Dermophis costaricense
- Conservation status: Data Deficient (IUCN 3.1)

Scientific classification
- Kingdom: Animalia
- Phylum: Chordata
- Class: Amphibia
- Order: Gymnophiona
- Clade: Apoda
- Family: Dermophiidae
- Genus: Dermophis
- Species: D. costaricense
- Binomial name: Dermophis costaricense Taylor, 1955

= Dermophis costaricense =

- Genus: Dermophis
- Species: costaricense
- Authority: Taylor, 1955
- Conservation status: DD

Species of amphibian

Dermophis costaricense is a species of caecilian in the family Dermophiidae. It is endemic to Costa Rica and is found on the Atlantic versant of Cordillera de Tilarán, Cordillera Central, and Cordillera de Talamanca. Its taxonomic status is in need of a review.

==Description==
Dermophis costaricense is a moderate-sized species: total length is 168–387 mm. It is characterized by high numbers of both primary (107–117) and secondary annuli (74–96). The annuli are not darkly demarcated ventrally, as seen in Dermophis mexicanus, which is also a larger species. D. costaricense appears to be closely related with Dermophis gracilior from the Pacific versant of Costa Rica, and it is possible that these two species turn out to be the same species. However, as presently known, their ranges do not overlap and they can be distinguished based on the total number of annuli (higher in D. costaricense).

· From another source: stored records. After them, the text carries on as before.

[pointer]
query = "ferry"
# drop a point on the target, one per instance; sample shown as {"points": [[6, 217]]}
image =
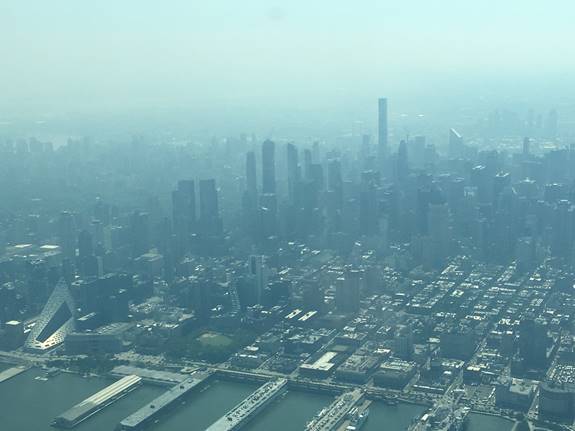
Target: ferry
{"points": [[357, 419]]}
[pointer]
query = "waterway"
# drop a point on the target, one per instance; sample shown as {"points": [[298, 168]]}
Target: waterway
{"points": [[28, 403], [479, 422]]}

==Habitat and conservation==
Dermophis costaricense occurs in premontane rainforests at elevations of 1000–1300 m above sea level. It is a subterranean species that is often found under logs or in surface debris. It is viviparous. Because of its subterranean lifestyle, D. costaricense is a rarely seen species. Deforestation might be a threat but to what extent is unknown. It is present in the Braulio Carrillo and Tapantí National Parks.